We’re still waiting for the full data tables for the ICM/Scotland on Sunday poll that got everyone a little excited at the weekend, and whose findings closely mirrored the Panelbase/Wings Over Scotland one two weeks ago that the same publisher crudely smeared and cast aspersions (which it later retracted) on the credibility of.
In the meantime, even though we’re still technically on holiday, we had a bit of a rummage through the company’s preceding one for the Scotsman papers this morning and picked out some random interesting snippets. We’ll be watching keenly to see if the latest poll has corresponding stats to compare.
– the Labour Yes vote was at a record high: 30%, or 34% excluding Don’t Knows).
– 79% of people who said they were voting Yes or No said they’d definitely made up their mind. Nearly a fifth thought they might change it. (Most likely to change were women, part-time workers and the unemployed.)
– people’s opinion on whether independence would be good or bad for the economy was almost a dead heat, with 38% saying good and 43% saying bad, which we think is the closest ever. (Hardly anyone was on the fence, with just 6% saying it would make no difference.)
– there’s been a dramatic shift in how people think independence will affect inequality. More than twice as many people (36%) thought independence will REDUCE inequality as think it will INCREASE it (16%).
– only 25% of Scots believed the No campaign’s scare stories about pensions, with more than twice as many (51%) expecting pensions to either increase or stay the same in an independent Scotland.

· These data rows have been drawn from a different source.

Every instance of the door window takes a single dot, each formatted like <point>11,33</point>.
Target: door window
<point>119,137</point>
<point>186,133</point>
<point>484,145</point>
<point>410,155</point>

– more than two thirds of Scots (68%) want Holyrood to be given control of most taxation and welfare in the event of a No vote, but only 39% expect it to happen.
(Fewer than half of Labour, Lib Dem or SNP voters expected Holyrood to get new powers in the event of a No vote. Only Conservative voters believe it.)
– a fifth of people who said last month they’d vote No would definitely change their mind (10%) or consider changing their mind (10%) if they were convinced that no major new powers would come to Holyrood after a No vote.
Even if only those saying they would definitely switch actually did so, it would be enough to put Yes in front.
– those numbers were even higher among the crucial Labour demographic, with 14% saying they’d definitely switch if there were no new powers, and 12% who would think about it.
As Labour’s “Devo Nano” proposals continue to crumble under scrutiny (which is, some cynics might suggest, precisely why the Scottish media is so reluctant to scrutinise them), the Achilles heel of the No campaign seems to be clearly exposed, waiting for Yes Scotland to throw a spear into it.
If the people of Scotland can be shown that the Unionist parties’ promises of greater devolution are the hollow sham they are, the referendum is there for the winning.
EDIT 14.00: Embarrassingly, our first draft of this article didn’t notice the date on the tables and thought they WERE from the latest poll. Our excuse is that we’re on holiday and therefore not operating to our normal unforgiving standards of editorial diligence. Also, shut up.